For the Sake of Vicious doesn’t reinvent anything, but is a lean, nasty thriller that doubles as a remarkable calling card for the directing duo.
Writer-directors Gabriel Carrer and Reese Eveneshen are no strangers to the DIY Canadian horror scene, each having delivered a number of such films over the past decade, but neither has found a breakthrough project that could introduce them to a wider audience. That could all change with their latest collaboration, For the Sake of Vicious, a lean, nasty little thriller that plays like the lovechild of Death and the Maiden and The Strangers. A thirty-something father has taken hostage the man he believes brutally raped his young daughter, dragging his unconscious body to the home of a seemingly unrelated local nurse. He wants her to keep the man alive long enough for him to admit his transgressions, but the hostage in question is a pillar of the community, an individual of wealth and power, and so soon his goons have descended upon the house. But there is more going on here than meets the eye, as all three must band together if they intend on making it through the night. To reveal any more of the narrative would be to rob audiences of the film’s surprises, of which there are plenty for unsuspecting viewers.

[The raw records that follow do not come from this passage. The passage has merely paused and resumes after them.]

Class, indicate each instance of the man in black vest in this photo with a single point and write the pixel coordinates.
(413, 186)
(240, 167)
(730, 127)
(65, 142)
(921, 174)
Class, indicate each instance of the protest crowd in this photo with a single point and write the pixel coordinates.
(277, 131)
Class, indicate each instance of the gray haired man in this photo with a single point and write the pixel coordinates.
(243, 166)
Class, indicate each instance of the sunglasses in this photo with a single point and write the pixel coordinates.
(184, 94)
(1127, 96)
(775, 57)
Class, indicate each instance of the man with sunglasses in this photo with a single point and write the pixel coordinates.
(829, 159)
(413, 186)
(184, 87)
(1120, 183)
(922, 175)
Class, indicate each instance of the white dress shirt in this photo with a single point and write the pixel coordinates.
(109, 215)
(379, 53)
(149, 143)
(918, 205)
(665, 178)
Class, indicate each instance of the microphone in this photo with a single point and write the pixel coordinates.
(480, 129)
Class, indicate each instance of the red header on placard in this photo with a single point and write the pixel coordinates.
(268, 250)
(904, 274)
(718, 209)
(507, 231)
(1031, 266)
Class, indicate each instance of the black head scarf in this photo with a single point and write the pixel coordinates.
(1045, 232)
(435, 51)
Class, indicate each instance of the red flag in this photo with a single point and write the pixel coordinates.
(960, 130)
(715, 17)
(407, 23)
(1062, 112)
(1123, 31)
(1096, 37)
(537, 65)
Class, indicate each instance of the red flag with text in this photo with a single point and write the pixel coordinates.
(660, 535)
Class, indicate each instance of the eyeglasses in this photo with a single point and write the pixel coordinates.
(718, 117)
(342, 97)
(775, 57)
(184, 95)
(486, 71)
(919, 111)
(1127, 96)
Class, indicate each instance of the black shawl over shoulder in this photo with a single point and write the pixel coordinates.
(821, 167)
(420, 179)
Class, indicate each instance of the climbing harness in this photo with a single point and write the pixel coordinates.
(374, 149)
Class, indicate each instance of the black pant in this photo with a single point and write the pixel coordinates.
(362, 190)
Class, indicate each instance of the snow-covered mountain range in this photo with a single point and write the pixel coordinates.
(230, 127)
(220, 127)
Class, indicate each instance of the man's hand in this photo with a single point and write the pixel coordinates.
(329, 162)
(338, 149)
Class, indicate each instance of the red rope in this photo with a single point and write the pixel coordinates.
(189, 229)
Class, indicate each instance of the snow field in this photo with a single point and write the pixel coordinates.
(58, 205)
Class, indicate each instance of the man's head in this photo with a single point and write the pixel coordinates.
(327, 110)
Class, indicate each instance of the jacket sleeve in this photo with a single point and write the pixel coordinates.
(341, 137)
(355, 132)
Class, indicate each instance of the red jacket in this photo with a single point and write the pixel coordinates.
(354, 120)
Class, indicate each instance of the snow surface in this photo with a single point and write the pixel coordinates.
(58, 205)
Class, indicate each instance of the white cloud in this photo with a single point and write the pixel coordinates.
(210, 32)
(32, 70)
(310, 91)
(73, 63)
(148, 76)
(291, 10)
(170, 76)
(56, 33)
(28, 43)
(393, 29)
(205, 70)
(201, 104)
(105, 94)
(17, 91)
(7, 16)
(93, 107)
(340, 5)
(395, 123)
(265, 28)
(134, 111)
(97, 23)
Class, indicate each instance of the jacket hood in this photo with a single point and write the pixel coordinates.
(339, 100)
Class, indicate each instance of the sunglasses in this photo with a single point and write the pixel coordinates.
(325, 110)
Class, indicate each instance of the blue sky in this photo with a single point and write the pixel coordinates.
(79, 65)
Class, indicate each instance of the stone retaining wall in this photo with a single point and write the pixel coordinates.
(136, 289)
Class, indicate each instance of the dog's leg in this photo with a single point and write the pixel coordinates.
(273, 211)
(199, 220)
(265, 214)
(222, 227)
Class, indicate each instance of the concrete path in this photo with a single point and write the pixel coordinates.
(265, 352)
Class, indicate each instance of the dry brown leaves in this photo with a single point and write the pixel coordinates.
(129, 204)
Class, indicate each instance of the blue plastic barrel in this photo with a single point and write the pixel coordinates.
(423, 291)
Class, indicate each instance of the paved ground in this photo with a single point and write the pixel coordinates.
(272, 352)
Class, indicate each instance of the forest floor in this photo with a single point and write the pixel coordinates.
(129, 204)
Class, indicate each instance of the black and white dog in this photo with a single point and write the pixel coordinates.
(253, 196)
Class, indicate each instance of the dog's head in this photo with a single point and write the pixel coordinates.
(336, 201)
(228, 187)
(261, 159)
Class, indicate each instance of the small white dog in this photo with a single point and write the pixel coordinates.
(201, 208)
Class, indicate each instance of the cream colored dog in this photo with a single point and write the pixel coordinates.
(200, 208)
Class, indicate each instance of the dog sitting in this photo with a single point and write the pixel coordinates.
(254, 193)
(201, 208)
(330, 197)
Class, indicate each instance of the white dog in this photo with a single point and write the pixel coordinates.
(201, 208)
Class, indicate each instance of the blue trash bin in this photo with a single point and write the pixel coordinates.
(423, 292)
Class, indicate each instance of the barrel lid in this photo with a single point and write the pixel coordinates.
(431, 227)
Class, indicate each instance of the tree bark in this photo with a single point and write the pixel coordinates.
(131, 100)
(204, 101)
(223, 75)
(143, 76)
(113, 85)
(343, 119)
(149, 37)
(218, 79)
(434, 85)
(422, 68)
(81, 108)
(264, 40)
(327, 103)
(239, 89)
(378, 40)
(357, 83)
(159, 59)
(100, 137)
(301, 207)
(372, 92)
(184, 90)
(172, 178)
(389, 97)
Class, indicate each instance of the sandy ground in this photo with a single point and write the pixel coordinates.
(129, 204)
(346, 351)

At only 80 minutes, Carrer and Eveneshen waste no time in throwing audiences into the middle of the action, establishing the stakes, and then letting the events play out with brutal efficiency. While using something as horrific as the sexual assault of a child as setup is fairly morally dubious and undeniably manipulative, it does sometimes work to ground the otherwise wild actions of the characters. But those considerations are pretty quickly tossed out the window once the brutal back-half kicks in, with the merciless attack scenes staged and shot with surprising cleverness. Taking a page from, of all films, The Bourne Ultimatum, Carrer and Eveneshen stage their carnage in increasingly cramped quarters, with assailants using any and every item at their disposal as a weapon, from toilet toppers to shower rods. It’s a visual approach that plays to the strength of the filmmakers, who favor close-ups for the majority of the feature (sometimes frustratingly so). Yet the pay-off is more than worth it, and allows scenes featuring gorgeous wide shots — such as a trio of white-helmet-clad psychopaths speeding down a street in unison on their sheening crotch-rockets — room to breathe, lending shivers of excitement to the dread-heavy material. For the Sake of Vicious doesn’t exactly reinvent the wheel when it comes to the home invasion thriller, but it does enough to leave audience members satisfied. With a clever title and some truly impressive practical effects, a company like Netflix would be stupid not to pick up this ruthless little genre effort, allowing Carrer and Eveneshen to finally receive the attention they deserve. At worst, it’s a remarkable calling card for the duo.